In MAKE Volume 26, we featured a drill-powered go-kart you can build at home. As cool as that vehicle is, it looks positively retro compared to the EX, a futuristic drill-powered vehicle designed by promising young German designer Nils Ferber.
Ferber’s work explores outside-the-box thinking and the potential of design to “alter reality,” he writes. The EX (a play on eccentric, as in “deviation from what is ordinary or customary”) sure meets these criteria, with its sleek, Tron-worthy shape and its complete rethinking of a steering mechanism.
Working with fellow designer/builders Sebastian Auray, Ruben Faber, and Ludolf von Oldershausen, Ferber and team started out by prototyping designs in Lego blocks, wood scraps, and finally steel. The final trike is fashioned in stainless with many CNC and specially fabricated parts.

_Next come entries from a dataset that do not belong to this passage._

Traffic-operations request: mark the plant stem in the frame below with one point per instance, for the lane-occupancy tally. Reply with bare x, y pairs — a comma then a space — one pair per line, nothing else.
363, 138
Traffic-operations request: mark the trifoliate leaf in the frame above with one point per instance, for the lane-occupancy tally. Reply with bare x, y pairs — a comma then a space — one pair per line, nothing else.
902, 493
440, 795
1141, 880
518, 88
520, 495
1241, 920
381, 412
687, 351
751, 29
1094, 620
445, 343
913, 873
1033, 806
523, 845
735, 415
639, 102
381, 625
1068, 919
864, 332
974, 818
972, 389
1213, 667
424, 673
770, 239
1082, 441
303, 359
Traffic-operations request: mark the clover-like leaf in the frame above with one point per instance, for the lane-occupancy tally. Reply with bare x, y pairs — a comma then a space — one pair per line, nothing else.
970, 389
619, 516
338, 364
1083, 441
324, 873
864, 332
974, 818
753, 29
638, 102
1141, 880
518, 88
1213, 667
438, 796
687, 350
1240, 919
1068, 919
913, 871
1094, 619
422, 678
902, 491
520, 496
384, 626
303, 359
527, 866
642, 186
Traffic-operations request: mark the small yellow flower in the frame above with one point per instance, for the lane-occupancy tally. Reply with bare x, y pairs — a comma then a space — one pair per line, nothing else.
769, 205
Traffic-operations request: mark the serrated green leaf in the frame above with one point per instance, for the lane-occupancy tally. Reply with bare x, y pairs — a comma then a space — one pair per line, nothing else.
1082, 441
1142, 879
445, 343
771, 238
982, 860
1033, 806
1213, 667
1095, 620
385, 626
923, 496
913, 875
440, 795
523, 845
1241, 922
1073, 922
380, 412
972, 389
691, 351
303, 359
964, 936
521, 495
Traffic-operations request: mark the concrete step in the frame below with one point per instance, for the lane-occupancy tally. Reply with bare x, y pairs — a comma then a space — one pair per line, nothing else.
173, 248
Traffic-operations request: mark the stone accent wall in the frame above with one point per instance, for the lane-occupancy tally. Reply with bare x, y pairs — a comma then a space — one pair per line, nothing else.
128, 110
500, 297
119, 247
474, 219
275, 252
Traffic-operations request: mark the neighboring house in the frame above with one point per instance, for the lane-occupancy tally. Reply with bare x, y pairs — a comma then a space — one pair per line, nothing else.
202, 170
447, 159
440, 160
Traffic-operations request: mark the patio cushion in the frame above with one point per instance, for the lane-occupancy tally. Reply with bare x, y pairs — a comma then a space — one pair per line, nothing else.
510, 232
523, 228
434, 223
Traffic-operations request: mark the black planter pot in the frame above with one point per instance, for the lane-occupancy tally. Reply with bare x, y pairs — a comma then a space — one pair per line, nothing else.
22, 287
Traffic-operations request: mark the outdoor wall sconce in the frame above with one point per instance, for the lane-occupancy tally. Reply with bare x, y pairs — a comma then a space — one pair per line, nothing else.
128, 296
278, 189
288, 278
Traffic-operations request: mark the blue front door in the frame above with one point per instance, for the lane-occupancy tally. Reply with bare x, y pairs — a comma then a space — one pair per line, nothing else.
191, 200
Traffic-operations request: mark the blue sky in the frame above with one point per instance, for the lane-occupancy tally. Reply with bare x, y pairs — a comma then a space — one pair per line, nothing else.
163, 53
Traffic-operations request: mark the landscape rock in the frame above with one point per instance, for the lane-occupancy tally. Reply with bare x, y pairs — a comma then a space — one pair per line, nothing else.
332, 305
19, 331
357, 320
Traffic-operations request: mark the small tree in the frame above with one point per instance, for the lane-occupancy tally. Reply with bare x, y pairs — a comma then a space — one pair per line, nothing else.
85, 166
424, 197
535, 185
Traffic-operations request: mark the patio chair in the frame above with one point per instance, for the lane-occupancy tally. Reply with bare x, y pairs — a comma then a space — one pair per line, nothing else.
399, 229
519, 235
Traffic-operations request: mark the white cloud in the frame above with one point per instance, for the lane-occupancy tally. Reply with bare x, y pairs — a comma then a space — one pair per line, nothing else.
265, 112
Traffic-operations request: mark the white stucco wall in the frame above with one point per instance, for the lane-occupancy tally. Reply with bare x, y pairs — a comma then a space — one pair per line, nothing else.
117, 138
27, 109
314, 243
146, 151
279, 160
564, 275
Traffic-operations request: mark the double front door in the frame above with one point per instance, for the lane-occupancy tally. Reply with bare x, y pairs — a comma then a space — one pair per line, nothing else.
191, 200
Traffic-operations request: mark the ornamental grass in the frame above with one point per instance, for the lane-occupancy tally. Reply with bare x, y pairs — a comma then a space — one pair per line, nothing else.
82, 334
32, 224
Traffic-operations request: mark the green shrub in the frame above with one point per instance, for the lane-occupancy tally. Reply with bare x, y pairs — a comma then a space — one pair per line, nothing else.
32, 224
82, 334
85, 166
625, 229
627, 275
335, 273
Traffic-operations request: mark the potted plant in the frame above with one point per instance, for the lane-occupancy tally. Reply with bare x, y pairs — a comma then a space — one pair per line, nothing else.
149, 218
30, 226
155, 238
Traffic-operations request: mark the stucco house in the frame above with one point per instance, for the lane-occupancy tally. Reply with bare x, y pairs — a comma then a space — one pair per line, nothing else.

Through their design process, they developed a unique way of driving and steering the vehicle. The driver lies down on the EX, forward-facing. This creates “an exciting driving experience” and allows the driver to operate the strange “spine-shaped joint” steering.
To steer the EX, the driver has to employ body weight to flex the six axles of the basically groin-mounted spine-joint, a sort of short spinal column that’s used to flex and bend the vehicle in the desired direction of travel.
Propelled by two Bosch 18-volt cordless drill/drivers, the EX achieves speeds of 30 kilometers per hour (almost 19mph). And given the position of the driver and proximity to the ground, we can only image the thrill ride offered by this ingenious crotch-rocket. Let’s just hope that EX doesn’t take on any unintended additional meanings.